I am trying to read a 3x3 array and print it out but I am getting an end of line error:
The text file contains the following array:
1 2 3
4 5 6
7 8 9
Here is my code:
program myfile
implicit none
! Declare Variables
integer i,j
!real, dimension(1:3,1:3) :: A
integer, parameter :: M = 3, N =3
real, dimension(1:M,1:N) :: A
! Open and read data
open(unit=10, file = 'test_file_cols.txt', status = 'old')
do i =1,M
do j =1,N
read(unit=10,FMT=*) A(i,j)
print *,A(i,j)
end do
end do
end program myfile
The error I am getting is below:
1.000000
4.000000
7.000000
forrtl: severe (24): end-of-file during read, unit 10, file C:\Users\M42141\Documents\mean_flow_file\test_file_cols.txt

As discussed briefly in the comments by default all I/O in Fortran is record based. This is true for both formatted and unformatted files. What happens is the file is viewed as a set of records - and you can think of a record as a line in the file. Now these lines may be very, very long, especially in an unformatted files, but the default Fortran I/O methodology still views it as a set of lines.
Now the important thing is that by default every time you perform an I/O statement (read, write, print) the last thing it does is move from the record it is on to the next record - a write statement will write an end of record marker. This is why you automatically get a newline after a write statement, but it also means that for a read statement any remaining data in the record (on the line) will get skipped over. This is what is happening to you. The first read reads record 1, and so you get 1.0, and then moves to record 2. Your program then reads record 2 and so you get 4.0, and it automatically moves to record 3. this is then read (9.0) and the file pointer moves onto record 4. You then try to read this, but there isn't a record 4, so you get an end of file error.

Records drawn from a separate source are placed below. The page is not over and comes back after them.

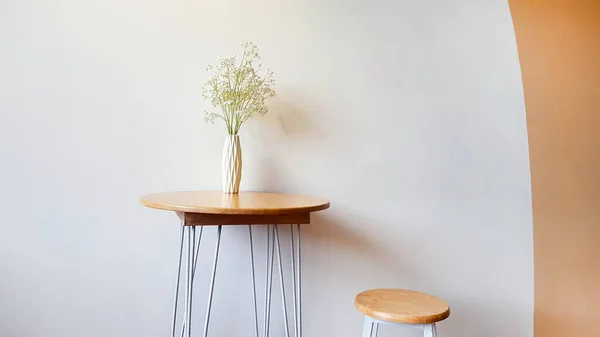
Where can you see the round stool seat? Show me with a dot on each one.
(402, 306)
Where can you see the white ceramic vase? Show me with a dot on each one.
(232, 165)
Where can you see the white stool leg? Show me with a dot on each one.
(429, 330)
(368, 327)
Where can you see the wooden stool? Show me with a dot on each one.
(400, 307)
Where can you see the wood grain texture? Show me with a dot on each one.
(402, 306)
(200, 219)
(247, 203)
(559, 53)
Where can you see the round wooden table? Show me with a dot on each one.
(211, 208)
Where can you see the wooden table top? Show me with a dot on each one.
(402, 306)
(244, 203)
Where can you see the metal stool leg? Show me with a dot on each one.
(429, 330)
(368, 327)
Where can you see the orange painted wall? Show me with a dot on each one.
(559, 51)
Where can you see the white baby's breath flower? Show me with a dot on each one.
(237, 89)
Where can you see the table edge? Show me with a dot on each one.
(239, 211)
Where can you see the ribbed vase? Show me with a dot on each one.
(232, 165)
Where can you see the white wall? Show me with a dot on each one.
(408, 115)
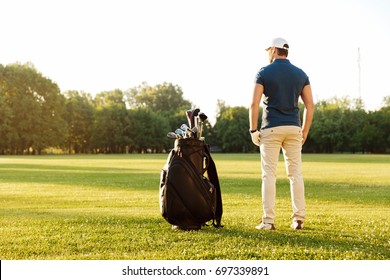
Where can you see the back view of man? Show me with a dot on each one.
(279, 85)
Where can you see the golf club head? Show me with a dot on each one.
(195, 113)
(189, 116)
(180, 132)
(202, 116)
(172, 135)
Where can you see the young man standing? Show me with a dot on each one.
(280, 84)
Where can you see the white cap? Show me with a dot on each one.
(278, 43)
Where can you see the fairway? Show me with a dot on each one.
(106, 207)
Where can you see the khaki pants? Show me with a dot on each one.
(289, 138)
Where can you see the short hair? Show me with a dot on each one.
(283, 52)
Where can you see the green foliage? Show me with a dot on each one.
(35, 116)
(106, 207)
(33, 108)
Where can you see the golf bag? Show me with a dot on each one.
(190, 193)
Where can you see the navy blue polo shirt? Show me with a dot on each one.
(283, 84)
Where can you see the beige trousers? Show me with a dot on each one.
(289, 138)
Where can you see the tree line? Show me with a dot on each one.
(36, 117)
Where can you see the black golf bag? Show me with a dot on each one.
(190, 194)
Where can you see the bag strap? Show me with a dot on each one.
(213, 177)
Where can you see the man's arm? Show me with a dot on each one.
(307, 98)
(254, 107)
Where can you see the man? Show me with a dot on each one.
(280, 84)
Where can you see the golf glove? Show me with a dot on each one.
(256, 137)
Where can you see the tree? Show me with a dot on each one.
(35, 109)
(111, 123)
(231, 130)
(80, 113)
(164, 97)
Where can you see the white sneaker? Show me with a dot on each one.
(297, 225)
(265, 226)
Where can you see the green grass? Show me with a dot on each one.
(106, 207)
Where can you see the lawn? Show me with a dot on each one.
(106, 207)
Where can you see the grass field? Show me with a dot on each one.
(106, 207)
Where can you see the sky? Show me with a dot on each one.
(211, 49)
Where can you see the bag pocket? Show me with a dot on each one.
(186, 189)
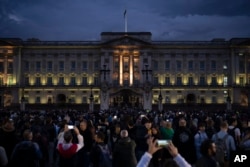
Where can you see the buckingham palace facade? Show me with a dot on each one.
(125, 69)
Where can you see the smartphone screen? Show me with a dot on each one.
(70, 127)
(162, 143)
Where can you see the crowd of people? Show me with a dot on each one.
(121, 138)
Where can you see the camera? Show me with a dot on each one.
(70, 127)
(162, 143)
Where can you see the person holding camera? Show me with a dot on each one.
(177, 161)
(67, 150)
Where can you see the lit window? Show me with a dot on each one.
(202, 65)
(38, 66)
(167, 65)
(49, 66)
(61, 65)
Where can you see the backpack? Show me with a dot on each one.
(221, 148)
(232, 133)
(183, 137)
(105, 157)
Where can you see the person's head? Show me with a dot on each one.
(169, 162)
(27, 135)
(202, 126)
(68, 136)
(154, 130)
(210, 123)
(83, 125)
(8, 125)
(224, 125)
(148, 124)
(124, 133)
(130, 123)
(168, 124)
(182, 122)
(117, 129)
(232, 121)
(208, 148)
(99, 137)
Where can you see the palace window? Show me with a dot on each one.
(84, 81)
(178, 65)
(26, 80)
(155, 65)
(1, 67)
(84, 66)
(167, 65)
(49, 66)
(10, 67)
(38, 81)
(38, 66)
(167, 81)
(49, 81)
(72, 81)
(190, 81)
(213, 65)
(61, 65)
(179, 81)
(156, 81)
(202, 80)
(214, 81)
(61, 81)
(73, 66)
(190, 65)
(96, 81)
(202, 65)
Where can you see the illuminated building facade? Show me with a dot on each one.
(125, 69)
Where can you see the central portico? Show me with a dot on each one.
(125, 74)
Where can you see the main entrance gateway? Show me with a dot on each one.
(126, 98)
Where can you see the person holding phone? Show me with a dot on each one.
(67, 150)
(177, 161)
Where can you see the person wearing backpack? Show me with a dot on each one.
(234, 131)
(199, 137)
(100, 154)
(224, 144)
(208, 152)
(124, 151)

Record structure is a bit strange when you first encounter it, but when you get used to it it is very powerful and convenient - I'll show an example below, and another one might be that you could leave a comment at the end of each line saying what it does, the end of the read statement will mean you move to the next record, so skipping the comment and needing to take no special action in you code to deal with such a case.
Anyway how to solve your case. Three possible ways
Read a whole record at a time - the comment suggests an implied do loop but I think in this case an array section is much easier and more intuitive
You can simply read the whole array in one go. This works because when a read statement finishes a record and finds it still "needs" more data it will carry onto the next record and keep reading. But note the end of line comment idea won't work here - can you work out why?

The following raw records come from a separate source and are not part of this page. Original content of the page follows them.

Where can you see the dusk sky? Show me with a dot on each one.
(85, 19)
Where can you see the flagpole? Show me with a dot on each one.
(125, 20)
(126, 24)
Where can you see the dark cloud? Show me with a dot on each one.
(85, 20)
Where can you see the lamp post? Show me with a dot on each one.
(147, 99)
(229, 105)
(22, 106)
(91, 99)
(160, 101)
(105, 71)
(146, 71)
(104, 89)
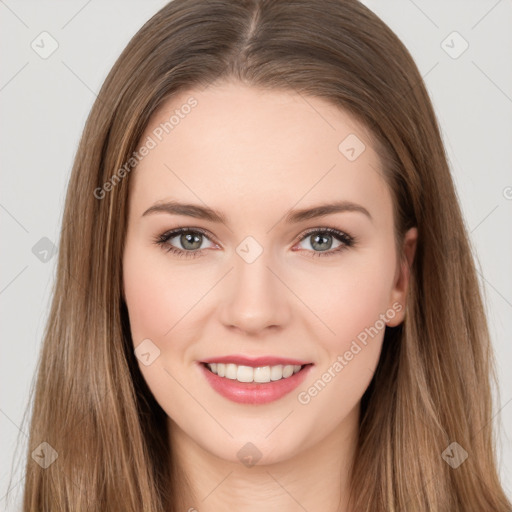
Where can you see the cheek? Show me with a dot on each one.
(351, 298)
(156, 298)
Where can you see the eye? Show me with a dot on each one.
(189, 239)
(320, 240)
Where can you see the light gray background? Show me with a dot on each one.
(44, 104)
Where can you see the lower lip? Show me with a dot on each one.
(253, 392)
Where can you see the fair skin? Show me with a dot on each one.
(254, 156)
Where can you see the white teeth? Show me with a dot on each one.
(249, 374)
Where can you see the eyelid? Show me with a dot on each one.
(343, 237)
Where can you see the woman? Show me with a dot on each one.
(216, 362)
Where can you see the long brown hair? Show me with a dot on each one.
(433, 383)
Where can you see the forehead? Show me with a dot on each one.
(257, 148)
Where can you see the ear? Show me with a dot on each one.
(402, 276)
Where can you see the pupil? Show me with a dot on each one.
(188, 238)
(324, 238)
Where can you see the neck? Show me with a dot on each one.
(313, 479)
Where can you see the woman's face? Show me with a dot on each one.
(254, 274)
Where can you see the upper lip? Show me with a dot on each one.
(255, 361)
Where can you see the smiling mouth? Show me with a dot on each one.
(248, 374)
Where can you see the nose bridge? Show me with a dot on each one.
(254, 298)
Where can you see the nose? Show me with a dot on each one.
(254, 297)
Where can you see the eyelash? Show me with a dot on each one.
(346, 239)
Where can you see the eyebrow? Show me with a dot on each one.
(293, 217)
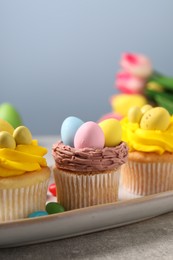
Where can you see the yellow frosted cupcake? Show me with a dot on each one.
(148, 132)
(24, 174)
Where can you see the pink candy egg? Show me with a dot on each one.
(90, 135)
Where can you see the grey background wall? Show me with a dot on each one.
(59, 58)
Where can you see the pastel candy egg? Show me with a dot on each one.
(37, 214)
(134, 114)
(112, 131)
(5, 126)
(68, 129)
(54, 207)
(22, 135)
(7, 140)
(157, 118)
(89, 135)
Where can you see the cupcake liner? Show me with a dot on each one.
(78, 191)
(147, 178)
(20, 202)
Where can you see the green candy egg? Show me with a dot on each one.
(9, 113)
(7, 140)
(54, 207)
(22, 135)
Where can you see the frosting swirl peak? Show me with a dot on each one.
(89, 159)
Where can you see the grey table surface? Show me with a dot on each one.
(149, 239)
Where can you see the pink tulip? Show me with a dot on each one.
(128, 83)
(136, 64)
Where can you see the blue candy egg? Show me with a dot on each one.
(37, 214)
(68, 129)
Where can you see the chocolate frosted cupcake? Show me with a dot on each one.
(88, 173)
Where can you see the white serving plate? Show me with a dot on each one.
(84, 221)
(129, 209)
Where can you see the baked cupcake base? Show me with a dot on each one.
(78, 190)
(147, 173)
(24, 194)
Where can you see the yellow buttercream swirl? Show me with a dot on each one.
(24, 158)
(147, 140)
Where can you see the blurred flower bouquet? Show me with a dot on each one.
(139, 84)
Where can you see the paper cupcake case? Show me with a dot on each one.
(19, 202)
(147, 178)
(84, 190)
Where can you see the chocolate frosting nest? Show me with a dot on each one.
(89, 159)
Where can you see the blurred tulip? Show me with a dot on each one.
(136, 64)
(128, 83)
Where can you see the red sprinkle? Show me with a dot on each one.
(52, 189)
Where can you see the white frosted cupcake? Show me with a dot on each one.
(24, 174)
(87, 173)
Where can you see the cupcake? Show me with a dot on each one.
(24, 174)
(148, 131)
(87, 162)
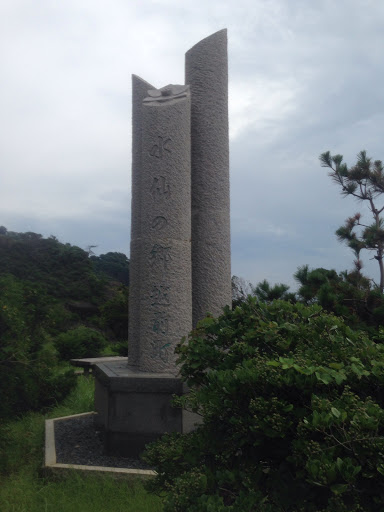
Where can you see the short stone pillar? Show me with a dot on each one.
(206, 71)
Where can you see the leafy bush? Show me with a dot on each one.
(293, 414)
(28, 378)
(79, 342)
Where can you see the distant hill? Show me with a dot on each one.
(66, 271)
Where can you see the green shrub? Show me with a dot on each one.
(293, 415)
(28, 373)
(79, 342)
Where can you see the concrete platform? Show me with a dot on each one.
(51, 464)
(87, 363)
(135, 408)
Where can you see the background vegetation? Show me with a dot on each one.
(56, 303)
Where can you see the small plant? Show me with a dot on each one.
(293, 415)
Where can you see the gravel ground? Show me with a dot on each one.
(79, 442)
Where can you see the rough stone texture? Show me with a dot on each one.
(164, 244)
(206, 71)
(133, 402)
(140, 90)
(135, 408)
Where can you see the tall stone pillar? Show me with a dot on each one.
(206, 71)
(165, 267)
(180, 192)
(140, 90)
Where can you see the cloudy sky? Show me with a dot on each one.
(304, 77)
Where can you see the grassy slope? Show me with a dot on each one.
(25, 488)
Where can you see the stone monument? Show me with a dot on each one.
(180, 244)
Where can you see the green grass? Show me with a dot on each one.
(24, 487)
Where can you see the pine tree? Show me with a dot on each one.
(365, 182)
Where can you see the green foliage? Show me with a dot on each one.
(114, 314)
(267, 293)
(293, 415)
(365, 182)
(27, 362)
(346, 294)
(24, 487)
(51, 291)
(65, 270)
(113, 264)
(79, 342)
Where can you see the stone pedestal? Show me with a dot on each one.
(134, 408)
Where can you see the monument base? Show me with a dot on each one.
(134, 408)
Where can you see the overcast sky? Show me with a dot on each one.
(304, 77)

Non-Advancing I/O. I don't recommend this at all in this case, but for completeness this allows you to perform a read or write without moving onto the next record
There may be others, you could probably use so called stream I/O but personally I prefer record based whenever possible, I find it more convenient and powerful. Anyway here is a program illustrating the 3 methods. Note I have also changed your input file, getting the original to work with non-advancing I/O is a pain, but not the other 2 - another reason not to use it here.
ian#eris:~/work/stack$ cat readit.f90
Program readit
Implicit None
Real, Dimension( 1:3, 1:3 ) :: a
Integer :: i, j
! one line per read
Write( *, * ) 'Line at a time'
Open( 10, file = 'in' )
Do i = 1, 3
Read ( 10, * ) a( i, : )
Write( *, * ) a( i, : )
End Do
Close( 10 )
! All in one go
Write( *, * ) 'All in one go'
Open( 10, file = 'in' )
Read ( 10, * ) a
Write( *, * ) a
Close( 10 )
! Non advancing I/O
Write( *, * ) 'Non-advancing'
Open( 10, file = 'in' )
Do i = 1, 3
Do j = 1, 3
! Non advancing I/O requires a 'proper' format
Read ( 10, '( f3.1, 1x )', Advance = 'No' ) a( i, j )

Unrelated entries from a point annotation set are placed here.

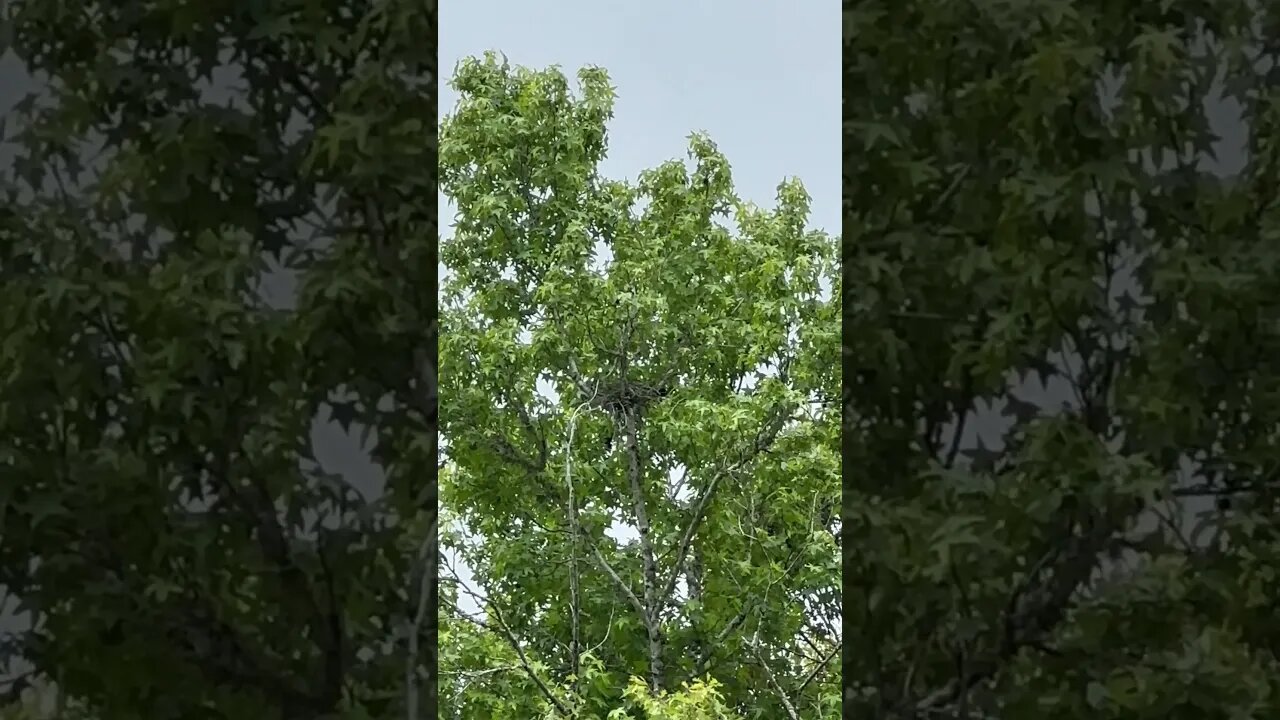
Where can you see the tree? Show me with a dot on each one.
(161, 511)
(1031, 200)
(657, 355)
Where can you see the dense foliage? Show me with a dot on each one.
(161, 513)
(1043, 229)
(658, 355)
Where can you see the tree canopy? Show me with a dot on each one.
(161, 511)
(1046, 232)
(657, 355)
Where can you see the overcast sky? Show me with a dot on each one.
(762, 78)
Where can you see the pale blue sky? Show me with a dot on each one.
(760, 77)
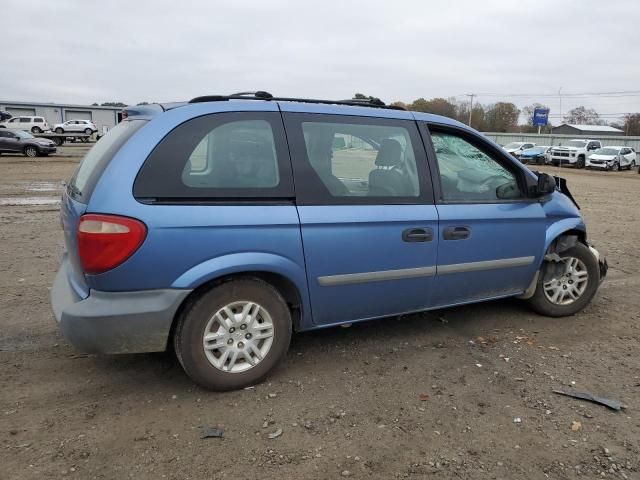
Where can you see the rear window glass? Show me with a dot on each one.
(222, 155)
(81, 184)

Write( *, '( f3.1, 1x )', Advance = 'No' ) a( i, j )
End Do
! Move to next records (lines)
Read ( 10, * )
Write( *, * )
End Do
Close( 10 )
End Program readit
ian#eris:~/work/stack$ gfortran-8 -Wall -Wextra -pedantic -std=f2008 -fcheck=all -O readit.f90
ian#eris:~/work/stack$ cat in
1.0 2.0 3.00
4.0 5.0 6.00
7.0 8.0 9.00
ian#eris:~/work/stack$ ./a.out
Line at a time
1.00000000 2.00000000 3.00000000
4.00000000 5.00000000 6.00000000
7.00000000 8.00000000 9.00000000
All in one go
1.00000000 2.00000000 3.00000000 4.00000000 5.00000000 6.00000000 7.00000000 8.00000000 9.00000000
Non-advancing
1.0 2.0 3.0
4.0 5.0 6.0
7.0 8.0 9.0

Related

Passing a Character Array from VBA to Fortran DLL through a Type is corrupting the other Type members

Believe it or not, that title is about as short as I could make it and still describe the problem I'm having!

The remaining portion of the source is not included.